Second, Julie’s will also start producing more flavours to suit palettes within its targeted market segments. “Julie’s has never been one for quick turnover of flavours but we would like to roll out new lines that hit home for the generation of buyers we want to reach,” he says.
Third, Julie’s will explore collaborations such as food pairings with millennials and Gen Z.
As for expansion plans, Sai says the company prefers to tread conservatively so as to not over-splurge, and retain its liquidity for challenging times.
In the near term, the brand will find more way to communicate with its customers via marketing strategies and web content to reach e-commerce platforms. “Admittedly, Julie’s in Malaysia is slow to adapt to the advent of e-commerce. That’s a contrast with China, which is entrenched in it. We want to use this opportunity [of the pandemic] to utilise the e-commerce space, which has grown aggressively in Malaysia in the last two years,” Sai shares.
He says Julie’s has managed to weather MCO 2.0, which began on Jan 13, by moderating its production numbers.
Asked if the company has had to deal with unsold inventories from cancelled orders amid the extension of the MCO 2.0 into the Lunar New Year, he explains that its numbers have not dipped very much and that it is expecting a modest and steady growth in sales.
“When the pandemic hit, we felt the impact on our supply chain. In view of the upcoming festive season, we are making sure that we have sufficient stock to cater to demand,” he notes.
According to Sai, Julie’s is present in over 80 countries, which is short of its target of being in 100 countries by 2020.

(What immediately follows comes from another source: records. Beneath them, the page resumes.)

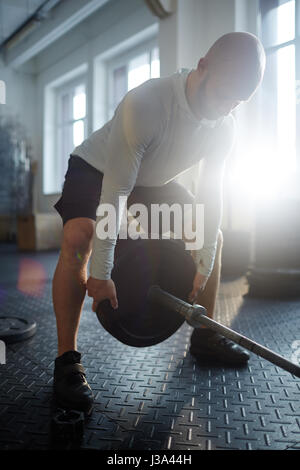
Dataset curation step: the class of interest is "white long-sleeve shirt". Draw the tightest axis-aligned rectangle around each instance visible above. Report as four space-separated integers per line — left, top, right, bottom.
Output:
72 70 235 279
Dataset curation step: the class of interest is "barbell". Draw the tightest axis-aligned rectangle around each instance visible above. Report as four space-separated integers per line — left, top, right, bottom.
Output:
96 239 300 377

“Julie’s has been growing quite rapidly in the export segment. We want to go deeper into some of the established markets, namely Singapore, Taiwan, Thailand and China. The next five years will be about deepening our relationships we have as a brand in those countries, as they are our top export markets.”
He adds that the brand has been in Singapore and Thailand for more than 30 years, and nearly 30 years in Taiwan and China. “When e-commerce took off in China, we began a much bigger expansion into the country.”
Revenue contribution from Julie’s export market has fluctuated between 45% and 55% over the years but has so far held steady throughout the pandemic, Sai says.
Julie’s has a market share of 18% in Malaysia. It has three manufacturing facilities in Alor Gajah with a workforce of about 1,100, comprising office and plant staff.
“Our capacity has nearly doubled with the addition of our third factory,” Sai says, adding that the company does not envision monumental growth but rather, incremental and sustainable progress over the next five years.
“Our primary cause for now is to develop the brand and its base, namely in deepening our ties with our consumers,” he adds, adding that Julie’s does not have plans to list.